I am trying to create row numbers for my data that is distributed across multiple partitions and possibly on different nodes of a cluster.
Below is the code that I used to divide the data into multiple partitions based on the Data column
from pyspark.sql import Window, Row
from pyspark.sql.functions import col, row_number, sum, spark_partition_id, monotonically_increasing_id, min, max
from pyspark.sql.functions import broadcast
empDF = spark.read.csv("dbfs:/FileStore/large_data.csv", header=True)
empDFPartId = empDF.repartitionByRange(4,col("Data")).withColumn("partition_id", spark_partition_id()).cache()

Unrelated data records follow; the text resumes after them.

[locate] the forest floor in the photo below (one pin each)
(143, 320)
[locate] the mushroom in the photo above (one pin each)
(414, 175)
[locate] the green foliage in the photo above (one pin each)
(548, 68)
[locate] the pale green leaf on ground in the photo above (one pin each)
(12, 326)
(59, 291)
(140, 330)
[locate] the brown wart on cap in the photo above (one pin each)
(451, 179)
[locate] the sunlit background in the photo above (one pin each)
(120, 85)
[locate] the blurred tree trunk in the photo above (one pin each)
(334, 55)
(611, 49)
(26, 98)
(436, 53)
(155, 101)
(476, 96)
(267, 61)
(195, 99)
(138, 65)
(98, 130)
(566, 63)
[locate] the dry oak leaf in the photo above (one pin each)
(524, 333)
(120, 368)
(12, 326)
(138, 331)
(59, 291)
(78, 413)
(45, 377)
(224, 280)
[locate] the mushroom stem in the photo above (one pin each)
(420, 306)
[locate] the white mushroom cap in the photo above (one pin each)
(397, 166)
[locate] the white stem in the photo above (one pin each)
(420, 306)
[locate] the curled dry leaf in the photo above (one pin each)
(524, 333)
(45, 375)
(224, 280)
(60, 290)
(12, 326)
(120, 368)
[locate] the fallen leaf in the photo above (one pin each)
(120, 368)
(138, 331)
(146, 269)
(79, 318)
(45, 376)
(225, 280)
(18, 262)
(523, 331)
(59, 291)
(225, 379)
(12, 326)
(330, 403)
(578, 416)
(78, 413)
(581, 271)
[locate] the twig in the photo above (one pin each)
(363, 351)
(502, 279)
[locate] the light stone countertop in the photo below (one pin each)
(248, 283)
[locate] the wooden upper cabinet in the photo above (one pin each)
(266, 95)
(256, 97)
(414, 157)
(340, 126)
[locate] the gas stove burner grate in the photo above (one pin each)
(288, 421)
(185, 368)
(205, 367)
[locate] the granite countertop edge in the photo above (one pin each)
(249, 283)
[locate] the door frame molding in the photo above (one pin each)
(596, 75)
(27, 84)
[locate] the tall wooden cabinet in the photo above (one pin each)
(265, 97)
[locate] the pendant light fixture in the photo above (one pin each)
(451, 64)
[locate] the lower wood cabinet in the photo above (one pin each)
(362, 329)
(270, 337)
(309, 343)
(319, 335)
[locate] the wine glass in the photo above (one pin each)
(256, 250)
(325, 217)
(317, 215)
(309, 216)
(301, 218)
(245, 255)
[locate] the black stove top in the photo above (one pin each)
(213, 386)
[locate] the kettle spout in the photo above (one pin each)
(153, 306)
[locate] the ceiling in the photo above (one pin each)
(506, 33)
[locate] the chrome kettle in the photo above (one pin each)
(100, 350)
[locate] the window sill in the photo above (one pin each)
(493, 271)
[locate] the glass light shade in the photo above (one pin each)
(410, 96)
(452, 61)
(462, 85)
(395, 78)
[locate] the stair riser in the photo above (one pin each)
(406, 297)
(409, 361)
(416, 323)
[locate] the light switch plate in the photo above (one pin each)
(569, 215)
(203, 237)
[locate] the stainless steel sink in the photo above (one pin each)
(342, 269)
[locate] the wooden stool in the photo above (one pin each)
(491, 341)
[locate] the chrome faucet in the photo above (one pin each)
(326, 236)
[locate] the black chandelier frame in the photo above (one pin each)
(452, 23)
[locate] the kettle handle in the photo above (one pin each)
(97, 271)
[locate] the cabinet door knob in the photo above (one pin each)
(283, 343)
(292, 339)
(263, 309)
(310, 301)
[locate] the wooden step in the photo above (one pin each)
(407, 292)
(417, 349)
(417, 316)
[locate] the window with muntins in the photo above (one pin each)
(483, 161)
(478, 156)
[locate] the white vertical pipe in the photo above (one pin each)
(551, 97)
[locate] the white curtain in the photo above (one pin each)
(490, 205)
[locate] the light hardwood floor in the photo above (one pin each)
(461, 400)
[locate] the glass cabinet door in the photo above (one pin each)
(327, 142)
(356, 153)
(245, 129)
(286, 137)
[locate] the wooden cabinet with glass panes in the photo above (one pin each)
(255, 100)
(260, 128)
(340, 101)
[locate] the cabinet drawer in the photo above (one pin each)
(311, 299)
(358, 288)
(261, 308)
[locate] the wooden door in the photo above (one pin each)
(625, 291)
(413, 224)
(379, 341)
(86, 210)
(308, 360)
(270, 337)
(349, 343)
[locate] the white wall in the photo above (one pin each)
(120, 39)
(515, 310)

partitionsDF = empDFPartId
.select("partition_id")
.groupBy("partition_id")
.count()
.withColumn(
"count",
sum("count").over(Window.orderBy("partition_id")) - col("count").cast("int")
)
#partitionsDF.show()
empDFRowNumber = empDFPartId
.join(
partitionsDF,
["partition_id"]
)
.withColumn(
"row_number_within_partition",
row_number().over(Window.partitionBy("partition_id").orderBy("Data"))
)
.withColumn(
"row_number",
col("count") + col("row_number_within_partition")
)
empDFRowNumber
.write
.mode("overwrite")
.option("header", "true")
.csv("dbfs:/FileStore/partition_1")
This code gave me a global row number but there were gaps in the sequence. Below is the output of the min and max row number present in each partition
partition_id | min | max | count |
---|---|---|---|
0 | 1 | 999999 | 4291703 |
1 | 4291704 | 8584071 | 4292368 |
2 | 10000000 | 9999999 | 4292208 |
3 | 12876280 | 17169548 | 4293269 |
Does anyone know if there is any other way ?